He aquí el suceso de que, apartándose de la mundanal vida que le arrastraba y traíale más de un quebradero de cabeza, un jóven muchacho se encuentra con el momento de conocer, y no poco, al señor de Cervantes, y dedicarle así, de su tiempo, no menos de una quinta parte, pues a gran regocijo se encomienda el muchacho y cualquier persona que así decida leer las escrituras que relatan las tan bien conocidas como disparatadas aventuras de Don Quijote.
Es tal el regocijo del que disfrutan aquellos que leyeren tales escritos, que a bien tiene uno a la persona de Cervantes, y no sólo tal, que si uno tuviese la improbable ocasión de empinar unas jarras de cerveza junto al escritor, si fuese menester, con gran soltura podría decirse que las conversaciones de allí salientes no tendrían desperdicio alguno, pues aquel que dude del sentido del humor de este imborrable e imaginario narrador, después de acometer con cualquier historia del hidalgo, y más aún de las desventuras de su escudero, bien cegados tiene los ojos y mejor aún el espíritu.

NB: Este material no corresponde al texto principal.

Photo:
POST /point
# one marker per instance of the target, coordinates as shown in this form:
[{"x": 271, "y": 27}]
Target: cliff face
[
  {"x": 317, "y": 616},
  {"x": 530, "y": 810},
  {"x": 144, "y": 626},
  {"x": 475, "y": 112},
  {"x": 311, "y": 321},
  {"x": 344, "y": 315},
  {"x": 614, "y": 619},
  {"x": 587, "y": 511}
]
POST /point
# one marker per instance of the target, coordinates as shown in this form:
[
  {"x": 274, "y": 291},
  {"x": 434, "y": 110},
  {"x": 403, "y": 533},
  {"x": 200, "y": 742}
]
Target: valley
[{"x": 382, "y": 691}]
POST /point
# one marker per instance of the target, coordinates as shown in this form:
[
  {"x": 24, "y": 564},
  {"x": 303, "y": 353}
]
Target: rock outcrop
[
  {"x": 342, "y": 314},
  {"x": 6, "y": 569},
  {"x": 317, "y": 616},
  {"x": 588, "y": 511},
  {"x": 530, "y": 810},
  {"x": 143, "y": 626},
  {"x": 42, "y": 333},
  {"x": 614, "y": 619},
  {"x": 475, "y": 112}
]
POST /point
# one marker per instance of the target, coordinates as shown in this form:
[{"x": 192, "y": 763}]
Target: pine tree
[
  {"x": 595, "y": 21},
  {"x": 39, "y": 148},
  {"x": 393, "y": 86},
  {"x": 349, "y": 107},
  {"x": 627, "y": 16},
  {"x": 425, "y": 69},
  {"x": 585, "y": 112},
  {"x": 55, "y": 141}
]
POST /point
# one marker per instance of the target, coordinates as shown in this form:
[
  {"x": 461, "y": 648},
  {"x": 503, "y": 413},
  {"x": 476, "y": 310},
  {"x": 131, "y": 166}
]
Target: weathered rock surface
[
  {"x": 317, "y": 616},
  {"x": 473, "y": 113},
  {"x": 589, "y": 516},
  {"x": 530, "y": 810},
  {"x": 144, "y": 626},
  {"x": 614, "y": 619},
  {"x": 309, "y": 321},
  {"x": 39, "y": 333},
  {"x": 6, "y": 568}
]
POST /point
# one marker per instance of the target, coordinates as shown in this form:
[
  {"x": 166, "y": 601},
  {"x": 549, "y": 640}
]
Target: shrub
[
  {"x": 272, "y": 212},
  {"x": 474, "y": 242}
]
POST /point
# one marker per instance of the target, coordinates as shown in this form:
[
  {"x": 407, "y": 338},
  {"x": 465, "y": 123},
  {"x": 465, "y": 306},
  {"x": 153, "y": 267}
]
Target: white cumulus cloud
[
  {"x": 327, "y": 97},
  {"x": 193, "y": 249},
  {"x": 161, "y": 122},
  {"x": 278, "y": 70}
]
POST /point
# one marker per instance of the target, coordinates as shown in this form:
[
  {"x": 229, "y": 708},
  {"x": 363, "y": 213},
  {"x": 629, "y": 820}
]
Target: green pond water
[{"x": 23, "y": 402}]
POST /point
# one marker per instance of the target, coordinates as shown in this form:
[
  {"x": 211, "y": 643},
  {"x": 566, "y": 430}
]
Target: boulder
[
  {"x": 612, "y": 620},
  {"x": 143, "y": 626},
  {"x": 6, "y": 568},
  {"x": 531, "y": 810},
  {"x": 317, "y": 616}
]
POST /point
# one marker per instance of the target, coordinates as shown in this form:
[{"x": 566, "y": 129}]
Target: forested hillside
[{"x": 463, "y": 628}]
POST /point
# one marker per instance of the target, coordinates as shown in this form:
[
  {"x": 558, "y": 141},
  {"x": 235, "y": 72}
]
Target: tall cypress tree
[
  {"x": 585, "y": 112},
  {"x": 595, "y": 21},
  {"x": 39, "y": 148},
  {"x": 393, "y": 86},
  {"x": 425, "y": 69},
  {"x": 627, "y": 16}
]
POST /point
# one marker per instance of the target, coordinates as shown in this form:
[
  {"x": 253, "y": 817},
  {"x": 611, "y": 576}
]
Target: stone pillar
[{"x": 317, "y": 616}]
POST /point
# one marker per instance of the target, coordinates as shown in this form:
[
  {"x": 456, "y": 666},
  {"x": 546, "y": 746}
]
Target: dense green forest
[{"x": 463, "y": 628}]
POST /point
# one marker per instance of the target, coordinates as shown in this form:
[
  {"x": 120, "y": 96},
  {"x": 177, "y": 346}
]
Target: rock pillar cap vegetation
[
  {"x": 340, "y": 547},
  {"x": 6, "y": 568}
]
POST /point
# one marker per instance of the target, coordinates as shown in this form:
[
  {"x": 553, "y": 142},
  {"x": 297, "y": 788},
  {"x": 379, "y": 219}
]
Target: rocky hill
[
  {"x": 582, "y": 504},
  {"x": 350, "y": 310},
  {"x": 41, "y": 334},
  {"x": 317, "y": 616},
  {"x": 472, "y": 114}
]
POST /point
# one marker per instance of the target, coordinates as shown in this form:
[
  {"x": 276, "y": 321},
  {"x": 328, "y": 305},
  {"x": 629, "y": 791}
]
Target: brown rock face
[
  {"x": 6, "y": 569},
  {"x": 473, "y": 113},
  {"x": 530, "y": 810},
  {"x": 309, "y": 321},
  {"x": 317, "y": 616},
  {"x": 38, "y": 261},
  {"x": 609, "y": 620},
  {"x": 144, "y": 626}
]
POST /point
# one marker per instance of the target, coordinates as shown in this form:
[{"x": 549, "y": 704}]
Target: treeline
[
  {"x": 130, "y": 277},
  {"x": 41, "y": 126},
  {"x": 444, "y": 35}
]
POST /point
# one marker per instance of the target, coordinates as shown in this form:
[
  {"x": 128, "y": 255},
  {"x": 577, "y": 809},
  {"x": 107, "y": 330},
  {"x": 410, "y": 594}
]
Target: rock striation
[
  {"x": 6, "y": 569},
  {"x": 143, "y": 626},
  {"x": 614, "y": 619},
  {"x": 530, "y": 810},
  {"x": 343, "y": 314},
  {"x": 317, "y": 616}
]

Diome la visión, en leyendo, del tamaño gusto que me daba de ser hispanohablante, pues el incomparable castellano antiguo del que hizo uso con gran maestría don Miguel, le pone más artes a la historia pero más risa al que leyere, quedando toda traducción un tanto lejana del original. Si bien, la historia no cesará jamás de provocar la risa en el mundo entero y en lenguas lejanas, así como provoca más de una carcajada en mi persona, allá donde me hallare, al alba y también en la tranquila noche estrellada.